Phase 15 — Quiz (human-readable mirror)¶

🇪🇸 Espejo legible del canónico data/quizzes/phase-15-attention.yaml.

Source: data/quizzes/phase-15-attention.yaml.

q-15-01 — Why divide by sqrt(d_k)? (single)¶

To make the attention rows sum exactly to 1
To keep the variance of the logits roughly constant as d_k grows ✓
To compensate for floating-point underflow in fp16
To match the original transformer's parameter count

Without scaling, logits grow with d_k and softmax saturates. Dividing by sqrt(d_k) preserves O(1) variance and healthy gradients.

q-15-02 — Properties of the causal mask (multi)¶

It is upper-triangular with -inf above the diagonal ✓
It is symmetric so each token sees every other token
It permits a token to attend to itself ✓
It permits a token to attend to future tokens

Future positions are set to -inf (softmax → 0); the diagonal is kept so each token attends to itself.

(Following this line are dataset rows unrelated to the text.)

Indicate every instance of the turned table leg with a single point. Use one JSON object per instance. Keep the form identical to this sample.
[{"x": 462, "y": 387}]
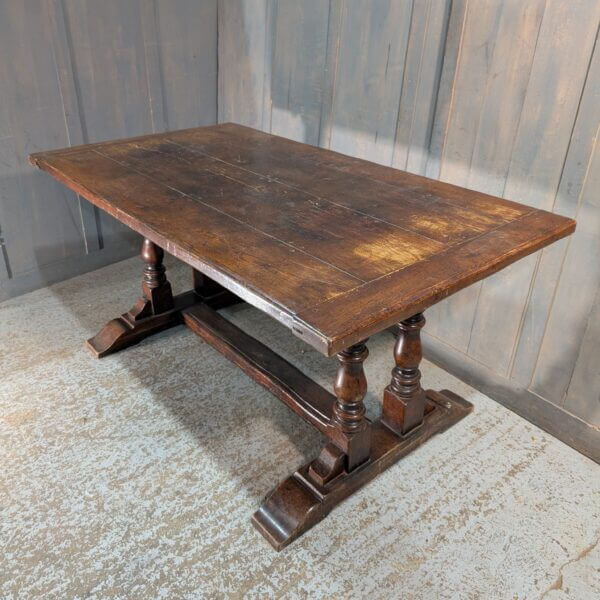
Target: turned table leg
[
  {"x": 404, "y": 398},
  {"x": 351, "y": 431},
  {"x": 154, "y": 311}
]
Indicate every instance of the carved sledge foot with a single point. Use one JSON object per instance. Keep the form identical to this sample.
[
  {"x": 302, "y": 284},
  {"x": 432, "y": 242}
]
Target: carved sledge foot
[
  {"x": 299, "y": 502},
  {"x": 157, "y": 309}
]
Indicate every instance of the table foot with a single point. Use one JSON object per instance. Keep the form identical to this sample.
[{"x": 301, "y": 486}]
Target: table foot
[
  {"x": 298, "y": 502},
  {"x": 125, "y": 331},
  {"x": 157, "y": 309}
]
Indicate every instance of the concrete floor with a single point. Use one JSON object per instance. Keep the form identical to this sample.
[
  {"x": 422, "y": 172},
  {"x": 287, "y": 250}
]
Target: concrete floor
[{"x": 135, "y": 476}]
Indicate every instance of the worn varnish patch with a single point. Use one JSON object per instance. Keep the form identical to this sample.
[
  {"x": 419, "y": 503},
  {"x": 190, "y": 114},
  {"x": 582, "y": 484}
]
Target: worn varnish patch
[{"x": 335, "y": 247}]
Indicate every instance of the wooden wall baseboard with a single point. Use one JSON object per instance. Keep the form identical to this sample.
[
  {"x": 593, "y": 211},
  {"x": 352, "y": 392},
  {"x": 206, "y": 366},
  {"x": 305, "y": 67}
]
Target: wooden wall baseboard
[{"x": 551, "y": 418}]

q-15-03 — Time complexity of self-attention (free)¶

Expected to contain: n^2.

Computing the N×N attention matrix is O(N²·d). Flash attention and linear variants try to reduce this.

q-15-04 — Derive: softmax variance under unscaled QK^T (single)¶

With Q, K ∼ N(0, 1) i.i.d. and d_k = 64, what is the std of an entry of Q @ K^T?

1
sqrt(64) = 8 ✓
64
log(64) ≈ 4.16

Each entry is a sum of d_k products of N(0,1) variables. Var = d_k = 64; std = 8. Logits with std 8 saturate softmax. Dividing by sqrt(d_k) restores std ≈ 1.

q-15-05 — Find the bug: attention without sqrt(d_k) at d_k = 64 (free)¶

Expected to contain: satur.

Softmax saturates (one entry near 1, rest near 0). Gradients through attention vanish. At small d_k the bug is invisible. See break/00-break-no-sqrt-dk-scaling.md.